Good theory, but it didn't hold up. As I stared at the car, the front end popped up. Then the rear. Then it went down on one side. And down on the other side. The car was dancing. I'm staring open-mouthed at this thing. I'm sure everyone in the car was busting a gut laughing at me. But it was insane. Who would want deliberate control over the shock absorbers? Does it have a use other than astonishing Canadian yokels? It wasn't high enough to work like this comic. What do the controls look like inside the car?

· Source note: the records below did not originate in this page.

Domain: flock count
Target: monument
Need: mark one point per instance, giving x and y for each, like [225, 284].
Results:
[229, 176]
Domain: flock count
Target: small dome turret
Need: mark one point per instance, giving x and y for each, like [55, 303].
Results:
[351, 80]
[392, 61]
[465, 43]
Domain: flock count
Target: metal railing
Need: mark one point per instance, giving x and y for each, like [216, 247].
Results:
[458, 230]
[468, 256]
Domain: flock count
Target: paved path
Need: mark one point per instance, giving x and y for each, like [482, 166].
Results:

I was so busy staring at the car that I didn't make it all the way across the road at the light, and had to wait on the central divider for another cycle of the traffic lights. A lot of cars were coming out of the high school, and while I was watching them I noticed that they were almost all newer cars, made in the last five years and almost all contained a single teenaged occupant. I did see one schoolbus, too. It wasn't until later that I realized that I had just watched school get out and saw not one single student leave on foot or by bicycle. It's only about 3 km from the centre of town, and there are residential areas within a kilometre. I don't know if this is a discovery about how rich the kids are in town, how lazy they are, or how behind the times I am. Maybe all the kids in Canada drive to school now, too. I do know lots of university students who walk or bike to school, but perhaps my friends are poorer or more active than the norm. It's also possible that the local kids who walk or bike used a multi-use path I didn't know about, in order to avoid the busy street.

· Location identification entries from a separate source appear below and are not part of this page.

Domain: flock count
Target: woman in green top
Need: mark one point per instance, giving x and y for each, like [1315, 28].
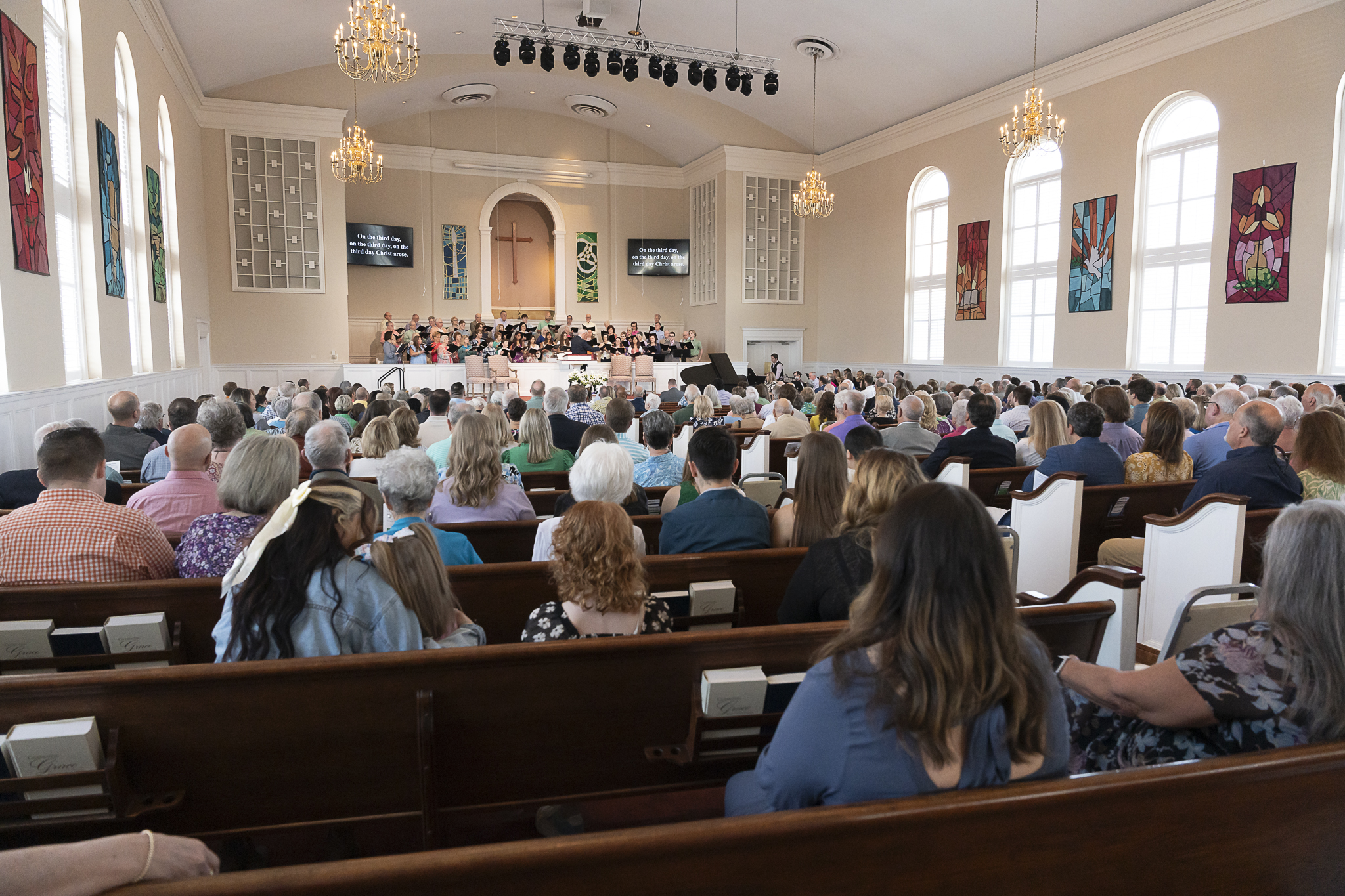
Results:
[1320, 456]
[537, 453]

The restaurant turned out to be an all-you-can-eat fast food buffet. That's not good value for money for me, and I wasn't feeling anthropological enough to want to watch the people who would go to a place like that, so I crossed back to the hotel and surrendered to pizza. In Texas, it turns out, you just can't get away with eating a little bit. The small pizza cost considerably more than the medium, so I ordered a medium. The guy at the counter couldn't explain the price discrepancy, but did recognize it as illogical.
I'm suspecting that no one in town walks anywhere. More evidence supporting that theory in a later blog entry.